The report, Anti-Racism Employee Focus Groups, described how the management had “an obvious internal cultural code in operation,” and described the issue as being “so deeply rooted in the organizational culture and in the values of people in power who have held it for a long time and are not likely to change.”

Liberal Immigration Minister Marco Mendicino's department held focus groups with its own employees who self-identified as black, Asian, “mixed origin” and Caucasian, the Blacklock's report said.

While employees said they liked their jobs, which they said made “disappointment and concern about racism witnessed from within all the more emotionally acute.”

Examples cited by immigration department workers, as Blacklock's reported, included:

  • referring to cubicles where Black employees worked as “the ghetto”;

  • nicknaming countries in Africa “the dirty thirty”;

  • describing Nigerians as characteristically corrupt and untrustworthy;

  • saying Mexican immigrants “just come here to collect social insurance”;

  • saying “Indigenous people are lazy”;

  • saying “if the natives wanted their land they should have just stood up.”

Other issues raised by employees included managers talking about the “physical appearance of 'Black girls'” and asking to touch black employees' hair.
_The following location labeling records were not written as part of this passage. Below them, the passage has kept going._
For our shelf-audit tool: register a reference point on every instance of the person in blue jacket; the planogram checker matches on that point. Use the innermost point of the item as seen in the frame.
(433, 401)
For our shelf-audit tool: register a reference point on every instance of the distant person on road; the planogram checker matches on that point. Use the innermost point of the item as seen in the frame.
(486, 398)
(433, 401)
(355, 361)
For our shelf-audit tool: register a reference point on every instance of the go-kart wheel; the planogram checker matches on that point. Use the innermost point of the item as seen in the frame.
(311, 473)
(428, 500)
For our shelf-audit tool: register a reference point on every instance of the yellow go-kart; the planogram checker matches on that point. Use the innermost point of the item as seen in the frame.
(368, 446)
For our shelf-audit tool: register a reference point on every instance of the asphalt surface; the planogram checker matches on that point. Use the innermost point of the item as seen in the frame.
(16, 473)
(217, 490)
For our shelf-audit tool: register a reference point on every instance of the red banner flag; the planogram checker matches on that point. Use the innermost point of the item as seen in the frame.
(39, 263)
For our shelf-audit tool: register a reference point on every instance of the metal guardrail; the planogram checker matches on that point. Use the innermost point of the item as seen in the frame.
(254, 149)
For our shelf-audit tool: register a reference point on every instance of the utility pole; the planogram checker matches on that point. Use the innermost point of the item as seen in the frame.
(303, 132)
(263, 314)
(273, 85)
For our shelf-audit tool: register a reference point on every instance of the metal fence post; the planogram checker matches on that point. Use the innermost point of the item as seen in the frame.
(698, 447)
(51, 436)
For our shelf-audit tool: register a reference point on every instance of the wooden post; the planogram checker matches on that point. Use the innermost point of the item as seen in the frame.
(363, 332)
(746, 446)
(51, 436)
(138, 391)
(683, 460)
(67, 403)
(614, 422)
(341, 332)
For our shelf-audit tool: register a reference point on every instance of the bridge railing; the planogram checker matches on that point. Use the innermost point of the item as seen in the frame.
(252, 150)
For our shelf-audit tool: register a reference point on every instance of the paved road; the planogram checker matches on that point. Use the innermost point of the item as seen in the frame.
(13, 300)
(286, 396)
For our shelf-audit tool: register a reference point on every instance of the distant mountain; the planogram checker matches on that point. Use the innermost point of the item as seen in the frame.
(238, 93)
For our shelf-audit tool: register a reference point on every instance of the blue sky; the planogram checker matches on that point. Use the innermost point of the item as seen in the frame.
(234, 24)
Another example cited was of a manager speaking to employees with Hispanic ancestry and quoting Speedy Gonzales and making “andale” jokes.

The incidents “include but are not limited to micro-aggressions ranging from well-intentioned comments with hurtful impacts to blatantly racist tropes,” the Focus Groups report said.

In the employees' opinion, they did not “believe there are currently any consequences for racism or racist behaviour at the department.”

“There seems to be no lasting accountability for those accused of racism,” the immigration workers concluded.